Il grafene, il materiale più resistente al mondo, il più sottile e leggero, con una eccezionale capacità di condurre il calore e l’elettricità, dà grandi soddisfazioni, anche perché proprio in quei mesi vengono sviluppate nuove tecniche per ridurne i costi di produzione e combinarlo ad altri materiali. Per dare origine, per esempio, a plastiche super rinforzate o a nuovi modelli di batterie.
La vita degli startupper è fatta di alti e bassi, e Greta li vive entrambi: da un lato i primi finanziamenti, dall’altro le difficoltà nell’organizzare processi e team di lavoro partendo da un contesto di ricerca. Si rende conto di quanto il mondo sia grande e di quanto le sue competenze tecniche, che più volte erano state la sua forza, non siano più sufficienti nella gestione d’impresa. Lei, che è sempre stata una scienziata, deve iniziare a fare l’imprenditrice, con altre aziende e clienti. Siede al famoso tavolo del trasferimento tecnologico, dove ci sono scienziati così come investitori, imprese e altri stakeholder, e capisce che c’è ancora molto da crescere su quelle dinamiche per lei nuove.
Decide così di prendere una strada anomala, di lasciare il mondo scientifico ed entrare nella multinazionale di consulenza strategica McKinsey, dove costruire quelle competenze che ancora le mancano, come l’esperienza di Bedimensional ha reso palese.
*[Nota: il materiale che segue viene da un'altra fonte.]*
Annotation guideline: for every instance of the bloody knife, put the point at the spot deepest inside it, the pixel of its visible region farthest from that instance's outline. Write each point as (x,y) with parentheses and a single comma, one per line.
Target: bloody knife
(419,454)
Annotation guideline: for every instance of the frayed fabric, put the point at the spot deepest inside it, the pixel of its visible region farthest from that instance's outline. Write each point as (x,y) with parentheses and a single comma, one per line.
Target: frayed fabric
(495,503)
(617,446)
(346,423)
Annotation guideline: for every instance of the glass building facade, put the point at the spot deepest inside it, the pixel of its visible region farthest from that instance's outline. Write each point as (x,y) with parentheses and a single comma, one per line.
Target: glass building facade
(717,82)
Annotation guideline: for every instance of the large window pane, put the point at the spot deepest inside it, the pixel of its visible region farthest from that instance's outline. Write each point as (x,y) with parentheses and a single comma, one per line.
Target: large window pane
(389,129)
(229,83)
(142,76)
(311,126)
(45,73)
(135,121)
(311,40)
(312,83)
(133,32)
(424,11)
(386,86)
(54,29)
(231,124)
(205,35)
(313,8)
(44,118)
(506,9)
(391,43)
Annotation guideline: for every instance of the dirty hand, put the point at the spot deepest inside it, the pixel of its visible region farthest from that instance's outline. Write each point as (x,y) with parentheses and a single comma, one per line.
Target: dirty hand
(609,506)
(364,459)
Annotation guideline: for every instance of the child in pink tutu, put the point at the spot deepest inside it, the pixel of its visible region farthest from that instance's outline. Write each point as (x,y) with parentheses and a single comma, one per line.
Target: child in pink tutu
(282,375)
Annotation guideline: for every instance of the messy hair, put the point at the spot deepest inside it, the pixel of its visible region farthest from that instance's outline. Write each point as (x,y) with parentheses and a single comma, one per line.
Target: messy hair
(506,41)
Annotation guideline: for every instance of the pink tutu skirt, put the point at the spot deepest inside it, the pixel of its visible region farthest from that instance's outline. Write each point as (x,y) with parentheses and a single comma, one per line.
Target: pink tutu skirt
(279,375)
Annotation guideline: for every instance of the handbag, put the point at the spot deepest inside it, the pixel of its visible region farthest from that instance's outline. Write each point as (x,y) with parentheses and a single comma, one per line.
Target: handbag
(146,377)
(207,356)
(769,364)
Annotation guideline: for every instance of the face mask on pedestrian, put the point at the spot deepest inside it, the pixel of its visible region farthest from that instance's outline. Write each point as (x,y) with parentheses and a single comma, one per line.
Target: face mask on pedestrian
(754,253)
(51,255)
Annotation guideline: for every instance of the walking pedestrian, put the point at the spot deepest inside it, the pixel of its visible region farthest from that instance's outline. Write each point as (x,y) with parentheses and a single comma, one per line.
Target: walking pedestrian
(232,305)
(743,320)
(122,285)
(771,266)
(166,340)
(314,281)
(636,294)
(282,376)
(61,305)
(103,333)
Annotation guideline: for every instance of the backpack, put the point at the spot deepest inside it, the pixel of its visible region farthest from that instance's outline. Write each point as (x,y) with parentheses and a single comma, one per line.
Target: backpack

Nel maggio del 2017 inizia nella sede di Milano, si lancia in nuovi progetti che affronta con un approccio da startupper, cambiando spesso settore e rapportandosi con altre professionalità dalle competenze più disparate. “Come ho raccontato al TEDx di Genova qualche anno fa”, spiega, “nella storia ci sono molti risultati scientifici fantastici che sono rimasti bloccati per anni – o anche per secoli – finché qualcuno non li ha tradotti in applicazioni pratiche. In Italia generiamo un valore incredibile di ricerca scientifica, ma spesso ci manca la fase di messa a terra: è un processo complicato che richiede il dialogo tra mondi distanti e lontani tra loro”. Ecco perché Greta, grazie a ciò che il suo lavoro le permette di fare, intende maturare grande esperienza nelle dinamiche aziendali, una profonda attenzione al team e le capacità di coniugare competenze tecniche e visioni strategiche. Oggi aiuta le imprese a sviluppare servizi innovativi, guardando al contempo al settore delle startup per facilitare i processi di innovazione aperta, e segue percorsi di accelerazione come Call4Women. “In tutto ciò, essere stata startupper mi ha insegnato tanto”, aggiunge, “e adesso mi permette di guardare al settore dell’innovazione con occhio critico. Mi piace molto, perché penso che di lì passi il nostro futuro”.